Wednesday, July 17, 2002

Get on this, Democrats, before it spreads.



WEST PALM BEACH -- Because they don't give receipts to voters, Palm Beach County's new touch-screen voting machines offer "an Enron style of auditing," a critic of electronic voting testified Tuesday. The remark by Bryn Maw College computer Professor Rebecca Mercuri came during a court hearing on a losing Boca Raton candidate's request to examine programming codes and software related to the county's new machines.

Former Mayor Emil Danciu, seeking a new election because he claims Boca Raton's March vote was tarnished by machine problems, also wants permission for a computer expert to examine one of the county's $3,100 Sequoia Voting Systems machines. Elections Supervisor Theresa LePore testified that the state Division of Elections -- not her office -- has the code and software information Danciu wants.
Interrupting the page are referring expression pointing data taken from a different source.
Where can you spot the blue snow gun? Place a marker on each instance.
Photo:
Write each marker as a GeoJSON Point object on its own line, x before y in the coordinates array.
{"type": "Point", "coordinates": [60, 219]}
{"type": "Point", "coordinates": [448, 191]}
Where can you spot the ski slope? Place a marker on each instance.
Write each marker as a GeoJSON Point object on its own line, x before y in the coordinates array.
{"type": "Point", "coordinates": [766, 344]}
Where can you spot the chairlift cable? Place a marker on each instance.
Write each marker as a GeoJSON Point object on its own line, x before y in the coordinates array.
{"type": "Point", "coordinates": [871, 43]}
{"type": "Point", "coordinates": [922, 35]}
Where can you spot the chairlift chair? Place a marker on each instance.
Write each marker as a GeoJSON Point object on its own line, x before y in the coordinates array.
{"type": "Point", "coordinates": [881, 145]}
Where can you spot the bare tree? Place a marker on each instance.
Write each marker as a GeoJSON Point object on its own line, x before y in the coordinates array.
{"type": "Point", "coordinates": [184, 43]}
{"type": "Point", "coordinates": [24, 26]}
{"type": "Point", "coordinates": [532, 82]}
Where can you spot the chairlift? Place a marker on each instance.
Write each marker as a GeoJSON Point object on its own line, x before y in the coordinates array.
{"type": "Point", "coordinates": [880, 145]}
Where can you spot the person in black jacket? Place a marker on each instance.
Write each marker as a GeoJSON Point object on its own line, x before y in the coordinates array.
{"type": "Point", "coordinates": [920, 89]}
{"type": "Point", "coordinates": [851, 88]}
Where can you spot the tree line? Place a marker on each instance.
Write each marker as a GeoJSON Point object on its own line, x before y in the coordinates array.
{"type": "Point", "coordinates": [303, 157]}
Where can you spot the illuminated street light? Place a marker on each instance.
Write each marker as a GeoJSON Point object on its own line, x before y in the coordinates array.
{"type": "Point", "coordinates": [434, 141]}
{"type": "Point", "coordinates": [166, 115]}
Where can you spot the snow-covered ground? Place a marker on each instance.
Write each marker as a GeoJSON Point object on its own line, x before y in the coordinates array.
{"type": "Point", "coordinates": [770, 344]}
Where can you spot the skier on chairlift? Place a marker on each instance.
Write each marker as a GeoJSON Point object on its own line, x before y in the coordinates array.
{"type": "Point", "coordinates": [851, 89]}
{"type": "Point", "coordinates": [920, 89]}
Examining the internal workings of one of the county's voting machines, LePore said, would damage the machine and void its warranty. Mercuri, a prominent critic of electronic voting, said that without some type of receipt, there's no way to verify touch screen machines internally record votes the way they appear on the screen. "These machines being self-auditing are, in their own way, sort of an Enron style of auditing. Their trust is in themselves," Mercuri said.

"I'm going to have a courtroom full of experts (to defend touch-screen voting) when we get down to this part of the case," Assistant County Attorney Leon St. John said. Even if LePore's office had the information Danciu is seeking, St. John said, much of it is protected as a "trade secret." As for the request to examine a voting machine, St. John said, "they can go to Sequoia and buy one for $3,500 or whatever."